First a quick recap of who we lost this year.

  • Tom Clancy – 66
  • Elmore Leonard – 87
  • Richard Matheson (I Am Legend and What Dreams May Come)- 87
  • Ray Vance (Sci Fi) – 96
  • Andrew J. Offutt (Sci Fi) – 78
  • Nick Pollotta (Sci Fi) – 57
  • Basil Copper (Horror & Detective) – 89
  • Daniel Hoffman (Poet Laureate) – 89
  • Rick Hautula (Horror) – 64
  • Jan Howard Finder (Sci Fi) – 73
  • Alan Sharp (Rob Roy) – 79
  • Margaret Frazer (Mystery) – 66
  • Sol Yurick (The Warriors) – 87
  • T.S. Cook (The China Syndrome) – 65

This list excludes screenwriters, some excellent comic book writers, and a ton of journos, most noted of which would have been Roger Ebert.

And now Tom Clancy.

Shit.

tom clancy

I had a false memory that Tom Clancy was a Tech Writer like myself. Nope. He was an insurance salesman. His Baltimore home was near the Baltimore G&E nuclear power plant, which is where old submariners and carrier techs tend to transition into the civilian job market. Interviewing those submariners became the research for The Hunt for Red October.
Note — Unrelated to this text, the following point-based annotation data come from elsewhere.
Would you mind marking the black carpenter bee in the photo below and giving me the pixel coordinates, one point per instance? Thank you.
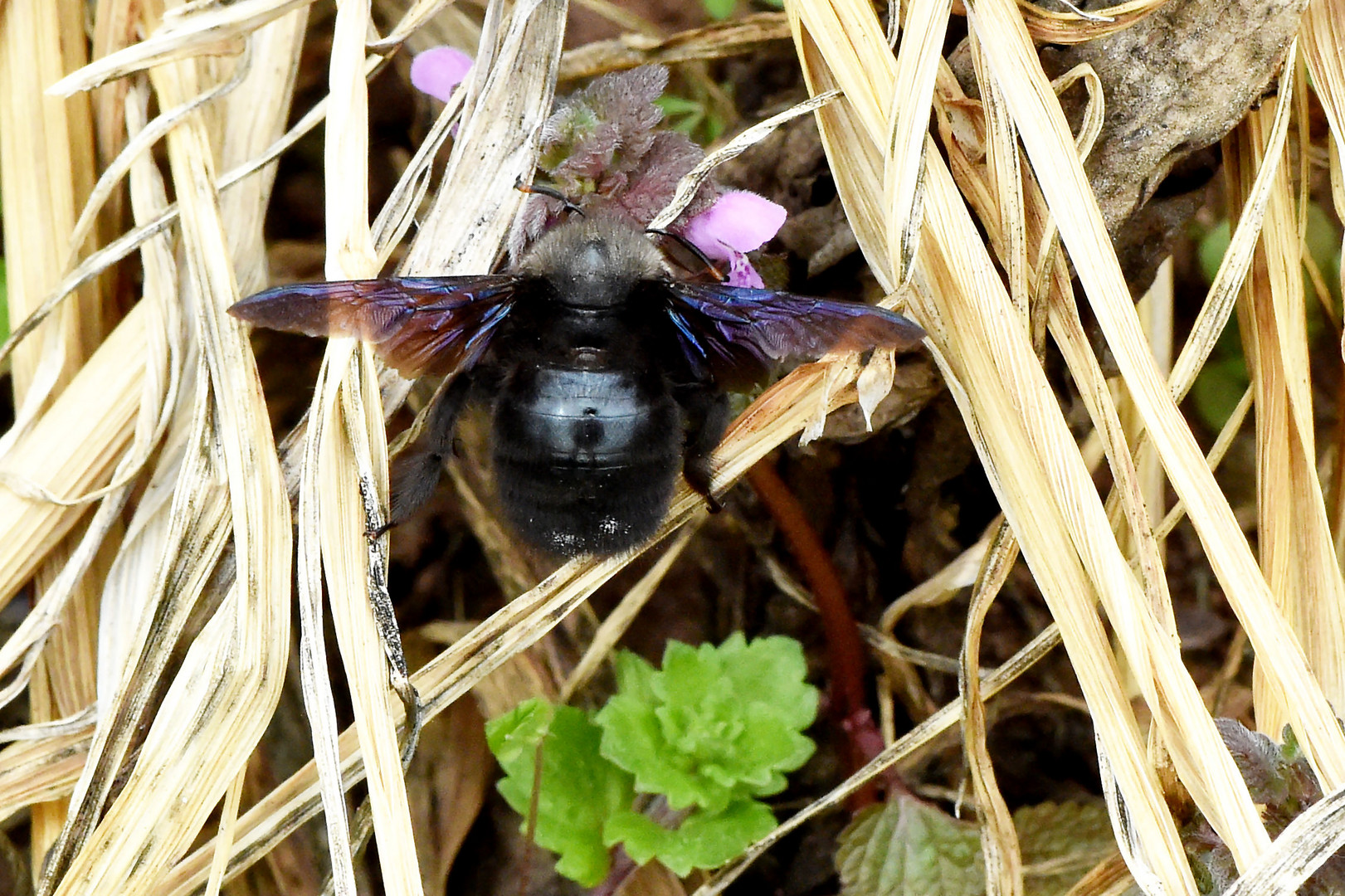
(604, 376)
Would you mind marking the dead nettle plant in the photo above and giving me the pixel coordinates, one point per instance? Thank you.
(173, 627)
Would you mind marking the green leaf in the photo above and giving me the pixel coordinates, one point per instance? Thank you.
(580, 790)
(716, 724)
(908, 848)
(702, 840)
(1065, 839)
(1211, 249)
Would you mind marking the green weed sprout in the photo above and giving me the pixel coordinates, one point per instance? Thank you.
(673, 767)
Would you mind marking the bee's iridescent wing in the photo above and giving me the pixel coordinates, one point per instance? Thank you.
(416, 324)
(740, 335)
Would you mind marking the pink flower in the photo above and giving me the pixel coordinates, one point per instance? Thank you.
(439, 71)
(738, 222)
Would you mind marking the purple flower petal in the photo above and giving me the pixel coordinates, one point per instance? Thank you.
(738, 221)
(741, 274)
(439, 71)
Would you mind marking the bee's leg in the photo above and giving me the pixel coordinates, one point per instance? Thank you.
(416, 473)
(706, 419)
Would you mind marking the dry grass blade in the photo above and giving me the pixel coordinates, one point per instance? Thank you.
(998, 839)
(919, 58)
(205, 30)
(693, 179)
(350, 446)
(1236, 261)
(1317, 835)
(515, 81)
(1293, 530)
(1048, 26)
(616, 623)
(736, 37)
(904, 748)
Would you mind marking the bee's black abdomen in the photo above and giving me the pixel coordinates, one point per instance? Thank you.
(585, 459)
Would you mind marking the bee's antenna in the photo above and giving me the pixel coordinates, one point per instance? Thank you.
(690, 246)
(552, 192)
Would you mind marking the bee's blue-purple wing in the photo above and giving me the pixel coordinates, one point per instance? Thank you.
(416, 324)
(740, 335)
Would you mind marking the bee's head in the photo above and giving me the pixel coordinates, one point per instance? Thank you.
(592, 263)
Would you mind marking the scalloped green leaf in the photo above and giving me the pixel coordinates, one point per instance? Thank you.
(701, 840)
(580, 790)
(907, 848)
(716, 724)
(1065, 839)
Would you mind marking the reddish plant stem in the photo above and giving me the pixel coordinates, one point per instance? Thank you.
(845, 647)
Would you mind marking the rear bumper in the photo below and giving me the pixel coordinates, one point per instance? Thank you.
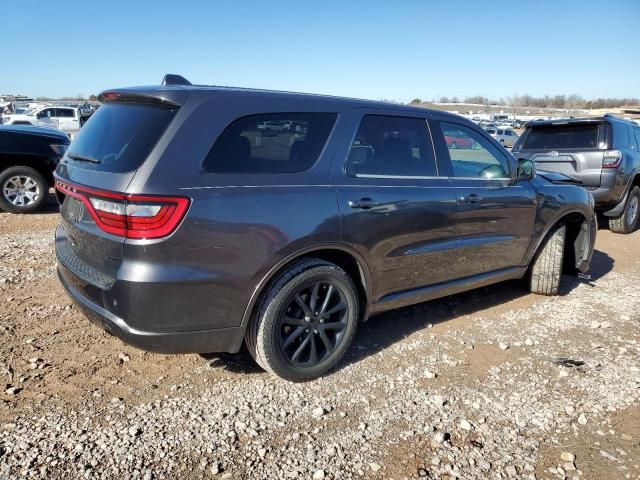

Tom obviously had a lot more luck interviewing those guys than I did trying to interview Mississippi River Divers when I wrote Diver Down.

By all accounts, Tom’s success never kept himself from self-identifying as an average joe, deferring his respect to the military men and women who gravitated toward his writing.  But celebrity had its privileges.

“It’s like being cured of leprosy,” Tom said. “Before, it was always, ‘Oh, no, here comes Clancy, that insurance agent.’ Now it’s, ‘Oh, here comes Tom Clancy, bestselling author.’ But I’m still the same basic middle-class slob.”

Tom’s passing makes this dreary day even more depressing.

It’s Wordcraft Wednesday, so I’ll give Tom the last word.

“You learn to write the same way you learn to play golf. You do it, and keep doing it until you get it right. A lot of people think something mystical happens to you, that maybe the muse kisses you on the ear. But writing isn’t divinely inspired. It’s hard work.”


1 comment

  • Bacon

    October 2, 2013 at 8:18 pm

    Tom Clancey and Elmore Leonard. Pretty much my 2 favorite modern day literary geniuses.